Solve the following equation in positive integers $x$ and $y$ What are the solutions in positive integers of the equation: 
$${1+2^x+2^{2x+1}=y^2}$$
I tried to factorize the equation but it didn't help much.
Clearly $y $ is an odd integer. Substituting $y =2n+1$, we get 
$2^x+2^{2x+1}=(2n)\cdot{(2n+2)}$
$\Rightarrow (2^{x-2})\cdot(1+2^{x+1})=(n)\cdot(n+1)$
Which is the product of 2 consecutive integers. Does it help? I don't know.

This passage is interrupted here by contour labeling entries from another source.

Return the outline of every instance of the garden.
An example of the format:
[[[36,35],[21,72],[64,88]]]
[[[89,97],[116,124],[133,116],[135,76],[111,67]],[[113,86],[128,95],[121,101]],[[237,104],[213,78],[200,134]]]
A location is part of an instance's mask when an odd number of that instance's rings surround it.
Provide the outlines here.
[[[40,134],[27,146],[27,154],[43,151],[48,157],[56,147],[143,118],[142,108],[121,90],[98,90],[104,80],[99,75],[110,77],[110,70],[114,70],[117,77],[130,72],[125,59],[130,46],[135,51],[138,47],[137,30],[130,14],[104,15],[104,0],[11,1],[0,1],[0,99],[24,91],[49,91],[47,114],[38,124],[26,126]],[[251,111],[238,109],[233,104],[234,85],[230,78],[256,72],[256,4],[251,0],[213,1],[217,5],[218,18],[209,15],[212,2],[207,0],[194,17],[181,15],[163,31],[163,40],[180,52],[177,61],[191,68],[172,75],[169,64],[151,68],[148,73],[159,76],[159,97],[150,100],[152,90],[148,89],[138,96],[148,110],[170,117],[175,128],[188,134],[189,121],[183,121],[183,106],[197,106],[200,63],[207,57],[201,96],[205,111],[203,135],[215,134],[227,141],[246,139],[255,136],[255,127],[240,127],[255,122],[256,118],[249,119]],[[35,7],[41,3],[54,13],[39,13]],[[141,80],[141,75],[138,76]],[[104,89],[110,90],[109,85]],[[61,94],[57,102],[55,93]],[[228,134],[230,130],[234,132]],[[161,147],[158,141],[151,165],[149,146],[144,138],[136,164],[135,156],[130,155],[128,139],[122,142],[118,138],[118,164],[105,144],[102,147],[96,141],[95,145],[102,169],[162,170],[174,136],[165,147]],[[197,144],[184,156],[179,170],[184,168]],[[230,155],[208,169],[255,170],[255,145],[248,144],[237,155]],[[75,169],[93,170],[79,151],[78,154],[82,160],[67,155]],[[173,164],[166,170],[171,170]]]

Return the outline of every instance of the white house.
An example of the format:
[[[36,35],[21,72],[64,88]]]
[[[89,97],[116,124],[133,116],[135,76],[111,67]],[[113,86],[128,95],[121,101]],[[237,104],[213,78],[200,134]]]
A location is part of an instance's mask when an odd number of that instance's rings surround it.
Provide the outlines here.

 A: http://olympiads.win.tue.nl/imo/imo2006/solutions.pdf
I remember this problem instantly because i was an IMO contestant. 
A: $1+2^x+2^{2x+1}=y^2$ or $1+2^{(x-1)+1}+2^{2(x-1)+3}=y^2$ or $1+2*2^{(x-1)}+8*2^{2(x-1)}=y^2$. Now, let $p=2^{(x-1)}$, then, $1+2p+p^2+7p^2=y^2$ or $(p+1)^2=y^2-7p^2$ , this a Rational Pell equation, now, it can be shown that any such Pell equation has solutions; $(r^2-d)^2=(r^2+d)^2-d(2r)^2$. Hence, by comparison, $d=7$, $p(=2^{(x-1)})=2r$, $y=r^2+7$ and $p+1=r^2-7$, from these equations we get; $8=r^2-2r=r(r-2)$. Hence, $r=4=2^{(x-2)}$. $x=4$, $y=23$. This is the only non-trivial integer solution.
A: Let $2^x = z$, then: $2z^2 + z + y^2 - 1 = 0$.
Calculate $\triangle = 1^2 - 4\cdot 2\cdot (y^2 - 1) = 9 - 8y^2$.
$\triangle > 0 \iff 9 - 8y^2 > 0 \iff y^2 < \dfrac{9}{8} = 1.11$, so $y = 1$, and $\triangle = 1$. So $z = \dfrac{-1 \pm 1}{2\cdot 2} = 0$ or $-0.5$, but $z =2^x > 2$. So there is no solution.
In fact $\triangle = 1^2 - 4\cdot 2\cdot (1-y^2) = 8y^2 - 7$. Now we solve the Pell equation:
$8y^2 - 7 = k^2$ or $8y^2 - k^2 = 7$. This has an initial solution $(y_0,k_0) = (1,1)$. Using this we can generate the general solution, then we can find $z$, and then $x$.